I had 52 messages on my phone within an hour of the final whistle and some were from people I'd never heard of, which was a bit worrying -- Brian Ashton, England rugby union coach, after the World Cup quarter-final win over Australia.
If you guys can't beat those French *******s, it's a waste of time for all of us -- Kenny Rogers, country singer, to the England RU team, who had adopted his song "The Gambler", before the semi-final.
It had nothing to do with money. I was simply having a lot of fun. It was exciting to be in the trenches, to be at World Championships and Olympics and Super Bowls. - - Victor Conte, former owner of the BALCO laboratory, on why he became involved with performance-enhancing drugs.
I couldn't find London on a map if they didn't have the names of the countries. I swear to God I don't know what nothing is. I know [the Washington Redskins linebacker] London Fletcher. He's black, so I'm sure he's not from London -- Channing Crowder, Miami Dolphins linebacker, before the NFL game against New York Giants at Wembley.
I'm worried he'll portray me as an idiot on skis -- Eddie "The Eagle" Edwards, former Olympic ski jumper, on the plan for Steve Coogan to play him in a film.
Some players have psychologists, some have sportologists. I smoke -- Angel Cabrera, golfer, after winning the US Open.
Ninety-nine per cent of the letters and e-mails are supporting us and that's not bad. That's as good as Saddam Hussein did, and he was fiddling the figures -- Ken Bates after retaining control at Leeds United.
The lads will be having a conversation and he'll write down the words. Five minutes later he's laughing -- Darel Russell, of Norwich, on his Czech Republic team-mate, David Strihavka.
We sing better than your wife -- DC United fans to LA Galaxy's David Beckham.
I am not "The Special One". I'm the Normal One.
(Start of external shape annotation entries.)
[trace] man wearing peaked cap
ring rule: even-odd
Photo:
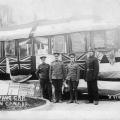
[[[87,60],[85,64],[85,80],[87,82],[89,103],[94,102],[95,105],[98,104],[99,100],[97,86],[98,73],[99,62],[94,55],[94,50],[90,49],[88,51]]]
[[[70,53],[70,63],[67,65],[67,77],[66,82],[70,87],[70,101],[69,103],[78,103],[78,94],[77,94],[77,87],[79,84],[79,77],[80,77],[80,70],[79,65],[75,63],[75,54]],[[75,99],[73,100],[75,96]]]
[[[49,79],[49,69],[50,65],[45,62],[46,56],[41,55],[40,59],[42,63],[38,66],[38,69],[36,71],[37,76],[40,80],[40,87],[42,90],[43,98],[52,100],[52,87]]]

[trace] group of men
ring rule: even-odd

But my wife says I am special -- Avram Grant, Jose Mourinho's replacement at Chelsea, in his first press conference.
I don't think she should be planning any weddings -- Manchester City spokesman, on allegations of Sven Goran Eriksson's affair with a Manchester woman, Marisa Cauchi.
I feel like a woman at the minute. I can't stop crying. All that's missing is a pair of tits -- Ricky Hatton, boxer, after losing to Floyd Mayweather in Las Vegas this month.
Chokin' freakin' dogs -- Dottie Pepper, former US Solheim Cup golfer, on the present American team, inadvertently on air during this year's event in Sweden (won by the US).
They searched the house and took a computer away that I bought my wife two years ago - I think she learnt to turn it on four weeks ago -- Harry Redknapp, Portsmouth manager, after the police raid on his house during an investigation into alleged football corruption.
It's the worst Olympic image since Fatima Whitbread bent down to pick up that javelin -- Alan Carr, comedian, on the London 2012 logo.
I know my place. I'd love to be more famous but as a female cyclist I don'tstand a chance -- Victoria Pendleton, triple world track champion.
The wife did not teach the husband to swing a golf club -- From Greg Norman's divorce petition challenging his wife's claim to half of his fortune.